Gordon gained 13 pounds over the winter — he weighs more than 170 pounds — but he said he changed mentally more than physically.
"More than anything, I worked on the mental part of the game, just trying to understand myself, understand what I need to do," he said.
Outfielder Yasiel Puig didn't undergo an MRI exam or any other test Monday, according to a team spokesman.
Mattingly sounded skeptical of Puig's claims that he experienced discomfort in his shoulder and back while in Australia. Puig asked to be removed from the Dodgers' 7-5 victory over the Arizona Diamondbacks on Sunday because of a tight back.
Meanwhile, Puig was named by 21% of the 143 players polled by ESPN the Magazine when asked who was the most overrated player in baseball. Puig finished second in the vote only to Bryce Harper, who was named by 24% of the respondents.
Alex Rodriguez received 14% of the vote and finished third.
Scott Van Slyke hit a home run on opening day but was on the bench for the second game of the Dodgers' two-game series against the Diamondbacks.
On Sunday, when the Dodgers play at San Diego, Van Slyke is almost certain to find himself on the bench again. With Carl Crawford returning from paternity leave, the starting outfield is expected to be Crawford, Puig and Andre Ethier.
An irregular playing schedule negatively affected Van Slyke as a rookie in 2012, when he batted .167 in 27 games.
He did significantly better in that kind of role last season, hitting seven home runs in 53 games and establishing himself as a major league player. Van Slyke said he learned to accept his role by playing alongside utilitymen Nick Punto and Skip Schumaker. Punto now plays for the Oakland Athletics and Schumaker for the Cincinnati Reds.
"It was not 'Woe is me,' or 'Why am I starting once a week?'" Van Slyke said. "I think everybody that plays baseball feels they could be an everyday player. Just watching them, when they get the start, their intensity level, their concentration, the at-bats they had. It seemed they always had good at-bats, and when they didn't they were upset with themselves.

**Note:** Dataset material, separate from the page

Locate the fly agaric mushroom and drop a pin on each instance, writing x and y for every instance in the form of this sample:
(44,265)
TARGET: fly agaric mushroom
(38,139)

They helped a lot."
Joc Pederson didn't make the Dodgers' opening-day roster, but the outfielder prospect thinks traveling with the team to Australia will help him prepare for when he is called up to the major leagues.
"Even if I'm not on the roster, I get to be around the guys when the season starts and kind of get my feet wet," Pederson said. "Everybody's different during the season than in spring training, how they mentally prepare, their pregame routines. I get to see it before I'm up here."
Pederson, 21, is expected to play against the Angels in the Freeway Series this week. He then figures to be optioned to triple-A Albuquerque.
He could be called up to the major leagues in September, if not earlier. If the Dodgers don't add him to their 40-man roster by Nov. 20, they could lose him in the Rule 5 draft.